Как и накануне, Мария была в комнате одна, но в это утро пробуждение не принесло ей радости. Больше всего ей хотелось возненавидеть Ланкастера и все, что их связывало. Но как избавиться от чувства, перед которым меркнут и кровная месть и вражда государств? Мария окинула комнату безразличным взглядом и, не торопясь, поднялась. Боже! Как же ей хотелось забыть обо всем и вновь обрести покой. Но только время способно врачевать душевные раны.

Она ополоснула лицо водой — фарфоровый кувшин и тазик стояли рядом с кроватью на мраморном умывальнике, — быстро привела в порядок волосы и, посмотрев на грубую домотканую рубаху, на миг испытала легкую досаду от того, что отказалась от мягкого, ласкающего кожу шелка. Но вспомнив, каким путем ее платье и многие другие дорогие вещи оказались в этом доме, окончательно утвердилась в своей правоте и решительно одернула на себе грубую холстину. Она пленница и должна одеваться соответственно своему положению.

Пилар была возмущена поведением Марии. Но напрасно она спорила с ней, напрасно тратила силы, пытаясь убедить девушку не выставлять себя на посмешище и не упрямиться зря. Мария твердо стояла на своем. Она пленница, она рабыня и будет вести себя так, как положено рабам.

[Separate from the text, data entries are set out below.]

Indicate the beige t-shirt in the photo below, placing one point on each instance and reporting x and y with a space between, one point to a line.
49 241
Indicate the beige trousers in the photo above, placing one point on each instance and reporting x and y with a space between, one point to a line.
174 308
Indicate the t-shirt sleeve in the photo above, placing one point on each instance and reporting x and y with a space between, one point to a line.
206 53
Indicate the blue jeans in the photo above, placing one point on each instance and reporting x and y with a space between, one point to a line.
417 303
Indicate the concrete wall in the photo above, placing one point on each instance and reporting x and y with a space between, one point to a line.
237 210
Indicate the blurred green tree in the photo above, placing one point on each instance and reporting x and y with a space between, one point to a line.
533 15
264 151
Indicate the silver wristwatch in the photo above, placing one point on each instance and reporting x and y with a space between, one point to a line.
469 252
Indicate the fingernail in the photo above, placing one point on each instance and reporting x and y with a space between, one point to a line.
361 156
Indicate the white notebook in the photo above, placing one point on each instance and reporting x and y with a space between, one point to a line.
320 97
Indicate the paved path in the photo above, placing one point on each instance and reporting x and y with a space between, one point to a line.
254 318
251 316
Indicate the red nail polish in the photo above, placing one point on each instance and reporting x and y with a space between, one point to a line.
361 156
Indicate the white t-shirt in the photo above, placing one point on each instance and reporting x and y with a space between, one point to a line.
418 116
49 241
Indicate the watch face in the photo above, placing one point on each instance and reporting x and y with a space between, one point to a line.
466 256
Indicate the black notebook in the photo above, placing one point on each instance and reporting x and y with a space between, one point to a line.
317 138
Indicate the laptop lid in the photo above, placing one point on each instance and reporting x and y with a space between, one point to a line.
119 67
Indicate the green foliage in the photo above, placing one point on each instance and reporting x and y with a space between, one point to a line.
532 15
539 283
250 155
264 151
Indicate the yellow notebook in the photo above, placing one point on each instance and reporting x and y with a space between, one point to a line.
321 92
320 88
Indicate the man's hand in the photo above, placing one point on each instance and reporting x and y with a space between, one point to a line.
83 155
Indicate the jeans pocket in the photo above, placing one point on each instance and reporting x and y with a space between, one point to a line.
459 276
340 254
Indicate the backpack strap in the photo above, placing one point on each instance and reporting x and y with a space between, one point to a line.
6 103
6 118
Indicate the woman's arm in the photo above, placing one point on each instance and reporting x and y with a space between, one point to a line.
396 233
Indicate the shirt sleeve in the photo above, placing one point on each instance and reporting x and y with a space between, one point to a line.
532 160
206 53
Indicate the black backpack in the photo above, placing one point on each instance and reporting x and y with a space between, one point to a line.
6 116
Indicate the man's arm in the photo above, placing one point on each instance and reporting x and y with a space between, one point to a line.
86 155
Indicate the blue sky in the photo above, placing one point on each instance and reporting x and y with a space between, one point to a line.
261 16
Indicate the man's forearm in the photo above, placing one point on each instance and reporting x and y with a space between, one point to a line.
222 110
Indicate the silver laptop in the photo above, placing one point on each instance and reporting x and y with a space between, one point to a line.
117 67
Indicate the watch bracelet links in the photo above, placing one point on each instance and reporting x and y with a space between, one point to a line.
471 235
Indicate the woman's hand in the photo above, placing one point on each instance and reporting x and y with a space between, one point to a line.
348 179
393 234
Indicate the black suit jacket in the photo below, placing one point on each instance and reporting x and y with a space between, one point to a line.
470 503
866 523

Она отказалась есть за одним столом с мужчинами и Пилар и стала питаться на кухне вместе со слугами. Решив до конца быть последовательной, Мария весь день провела вместе с другими рабами, выполняя черную работу по дому. Она носила из колодца тяжелые ведра с водой, помогала подметать коридоры и комнаты, несколько раз ходила за дровами для кухонной печи и послушно подчинялась распоряжениям смущенного и растерянного дворецкого.

Она работала не покладая рук, словно пыталась потом смыть с себя грех прошлой ночи. Не приученная к физическому труду, она очень скоро почувствовала усталость и боль во всем теле. С трудом передвигая чан с горячей водой, которую разогревали к приходу Зевса и Габриэля, она мечтала о горячей ванне, явственно ощущая сладковатый запах мыла и блаженство от погружения в теплую воду. Когда же в конце дня Марию вместе с другими слугами позвали к столу, она еле держалась на ногах.

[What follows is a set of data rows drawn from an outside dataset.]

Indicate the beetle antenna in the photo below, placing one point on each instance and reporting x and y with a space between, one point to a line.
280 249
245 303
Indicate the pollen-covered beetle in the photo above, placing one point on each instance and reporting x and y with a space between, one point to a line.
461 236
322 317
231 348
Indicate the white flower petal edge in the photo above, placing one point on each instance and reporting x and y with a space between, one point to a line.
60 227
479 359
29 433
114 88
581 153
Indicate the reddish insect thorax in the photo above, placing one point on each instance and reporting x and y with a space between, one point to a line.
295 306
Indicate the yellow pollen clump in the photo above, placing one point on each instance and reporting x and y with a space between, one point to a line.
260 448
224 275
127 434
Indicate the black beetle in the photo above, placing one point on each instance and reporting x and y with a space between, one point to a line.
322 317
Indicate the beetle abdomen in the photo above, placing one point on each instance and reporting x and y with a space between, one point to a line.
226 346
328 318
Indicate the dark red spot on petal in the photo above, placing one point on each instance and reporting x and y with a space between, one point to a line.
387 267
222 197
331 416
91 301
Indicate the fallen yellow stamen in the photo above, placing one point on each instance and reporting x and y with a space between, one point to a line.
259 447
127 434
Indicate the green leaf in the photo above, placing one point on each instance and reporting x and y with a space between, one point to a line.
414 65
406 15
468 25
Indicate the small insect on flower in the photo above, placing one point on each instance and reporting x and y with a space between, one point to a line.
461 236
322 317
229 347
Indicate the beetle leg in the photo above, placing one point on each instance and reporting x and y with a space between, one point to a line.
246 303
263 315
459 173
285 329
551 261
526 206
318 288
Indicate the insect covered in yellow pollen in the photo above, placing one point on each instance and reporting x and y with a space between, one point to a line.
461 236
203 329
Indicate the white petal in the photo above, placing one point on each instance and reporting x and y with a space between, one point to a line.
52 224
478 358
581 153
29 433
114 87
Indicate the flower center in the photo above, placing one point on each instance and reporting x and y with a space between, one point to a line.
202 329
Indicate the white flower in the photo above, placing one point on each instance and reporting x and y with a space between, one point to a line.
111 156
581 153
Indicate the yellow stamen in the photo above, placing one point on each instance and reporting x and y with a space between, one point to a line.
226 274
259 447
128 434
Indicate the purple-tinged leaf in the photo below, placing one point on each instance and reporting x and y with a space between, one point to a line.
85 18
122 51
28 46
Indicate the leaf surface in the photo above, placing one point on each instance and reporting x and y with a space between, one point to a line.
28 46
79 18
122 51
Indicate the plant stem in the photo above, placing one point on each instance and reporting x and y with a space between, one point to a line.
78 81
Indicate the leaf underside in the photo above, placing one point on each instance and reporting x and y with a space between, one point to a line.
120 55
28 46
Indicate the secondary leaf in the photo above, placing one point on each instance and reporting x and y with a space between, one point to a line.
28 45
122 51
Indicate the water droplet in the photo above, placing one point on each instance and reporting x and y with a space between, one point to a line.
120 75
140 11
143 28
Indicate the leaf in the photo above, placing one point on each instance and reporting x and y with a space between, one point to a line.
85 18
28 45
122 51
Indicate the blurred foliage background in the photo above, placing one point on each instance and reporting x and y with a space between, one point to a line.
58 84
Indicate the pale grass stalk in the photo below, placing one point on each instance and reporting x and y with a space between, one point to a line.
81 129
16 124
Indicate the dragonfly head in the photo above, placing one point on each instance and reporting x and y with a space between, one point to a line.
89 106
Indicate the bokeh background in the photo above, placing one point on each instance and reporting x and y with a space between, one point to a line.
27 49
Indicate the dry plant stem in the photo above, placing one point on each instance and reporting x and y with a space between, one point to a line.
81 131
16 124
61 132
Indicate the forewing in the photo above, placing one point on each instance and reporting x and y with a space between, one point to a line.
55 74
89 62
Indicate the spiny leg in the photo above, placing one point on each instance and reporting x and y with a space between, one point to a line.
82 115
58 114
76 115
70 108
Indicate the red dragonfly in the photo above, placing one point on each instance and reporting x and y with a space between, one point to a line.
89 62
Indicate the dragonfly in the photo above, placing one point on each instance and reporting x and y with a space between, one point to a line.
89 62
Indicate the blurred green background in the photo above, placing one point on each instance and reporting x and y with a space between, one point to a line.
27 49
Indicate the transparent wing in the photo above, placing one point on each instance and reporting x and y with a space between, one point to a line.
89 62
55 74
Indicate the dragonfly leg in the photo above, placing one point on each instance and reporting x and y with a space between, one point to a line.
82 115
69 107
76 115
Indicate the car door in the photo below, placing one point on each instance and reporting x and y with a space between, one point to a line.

Слуги не знали, как обходиться с ней, и, хотя отношение к ее поступку было разным — кто‑ то смотрел на нее с восхищением, а кто‑ то с презрением, — все чувствовали себя неловко в ее присутствии. Она сидела на одном конце стола, а остальные слуги, сгрудившись на другом, тихо переговаривались между собой, стараясь не смотреть в ее сторону.

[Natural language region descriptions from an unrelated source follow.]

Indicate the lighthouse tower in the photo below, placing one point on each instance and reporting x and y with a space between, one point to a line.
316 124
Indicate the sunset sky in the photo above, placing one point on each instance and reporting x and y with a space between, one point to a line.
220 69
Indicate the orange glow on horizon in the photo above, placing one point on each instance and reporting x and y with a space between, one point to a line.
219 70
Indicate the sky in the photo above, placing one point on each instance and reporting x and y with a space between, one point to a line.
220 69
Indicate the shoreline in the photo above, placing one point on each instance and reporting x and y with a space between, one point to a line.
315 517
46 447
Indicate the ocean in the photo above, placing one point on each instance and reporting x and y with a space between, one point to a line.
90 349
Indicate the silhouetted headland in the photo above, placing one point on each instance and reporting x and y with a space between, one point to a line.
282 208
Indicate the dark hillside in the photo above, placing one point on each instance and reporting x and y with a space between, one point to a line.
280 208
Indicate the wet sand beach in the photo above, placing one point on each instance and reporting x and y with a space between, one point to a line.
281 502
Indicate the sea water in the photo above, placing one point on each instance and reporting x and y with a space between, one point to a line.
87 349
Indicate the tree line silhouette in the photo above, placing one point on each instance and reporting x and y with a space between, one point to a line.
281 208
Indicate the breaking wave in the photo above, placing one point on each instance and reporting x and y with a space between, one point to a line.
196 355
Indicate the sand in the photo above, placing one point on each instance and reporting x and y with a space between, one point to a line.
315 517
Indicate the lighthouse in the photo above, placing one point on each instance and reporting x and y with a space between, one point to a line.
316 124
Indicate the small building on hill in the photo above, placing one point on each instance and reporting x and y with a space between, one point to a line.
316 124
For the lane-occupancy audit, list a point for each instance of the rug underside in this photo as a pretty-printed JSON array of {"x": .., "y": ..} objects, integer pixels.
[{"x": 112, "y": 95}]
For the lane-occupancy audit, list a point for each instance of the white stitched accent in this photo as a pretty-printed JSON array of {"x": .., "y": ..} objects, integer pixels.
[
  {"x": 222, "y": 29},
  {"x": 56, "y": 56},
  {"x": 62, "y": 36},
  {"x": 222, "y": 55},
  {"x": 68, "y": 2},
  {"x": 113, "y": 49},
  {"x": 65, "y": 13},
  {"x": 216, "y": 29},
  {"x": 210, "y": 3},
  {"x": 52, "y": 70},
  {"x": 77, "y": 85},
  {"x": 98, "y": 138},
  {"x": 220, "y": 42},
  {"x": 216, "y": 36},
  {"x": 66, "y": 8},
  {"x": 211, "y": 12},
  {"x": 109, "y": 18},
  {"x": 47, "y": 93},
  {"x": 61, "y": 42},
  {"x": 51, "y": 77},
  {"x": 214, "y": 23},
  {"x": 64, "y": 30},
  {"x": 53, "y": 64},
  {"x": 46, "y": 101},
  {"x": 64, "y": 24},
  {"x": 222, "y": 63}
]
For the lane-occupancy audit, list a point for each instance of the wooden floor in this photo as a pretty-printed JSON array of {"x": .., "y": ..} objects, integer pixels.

Ароматный рис со специями варился в котле над огнем, на вертеле жарились цыплята, и от разложенных на небольшом столе караваев шел вкусный запах свежеиспеченного хлеба. Но взглянув в деревянную тарелку, которую поставили перед ней, Мария оторопела, увидев жидкое и малоаппетитное варево. Кислое вино и заплесневелый хлеб — это все, что она увидела на столе. У них дома никогда не обращались со слугами так плохо. И это опять было не в пользу Габриэля Ланкастера.

На кухне появился дворецкий.

— Хосе, Хуан! Отнесите эти чаны с горячей водой наверх — хозяева вернулись, и сеньор Ланкастер хочет принять ванну. Ужин накроете через час.

Мария почувствовала, как у нее пересохло в горле. Габриэль дома! Что он скажет, узнав о ее поступке, и самое главное, как отнесется к этому?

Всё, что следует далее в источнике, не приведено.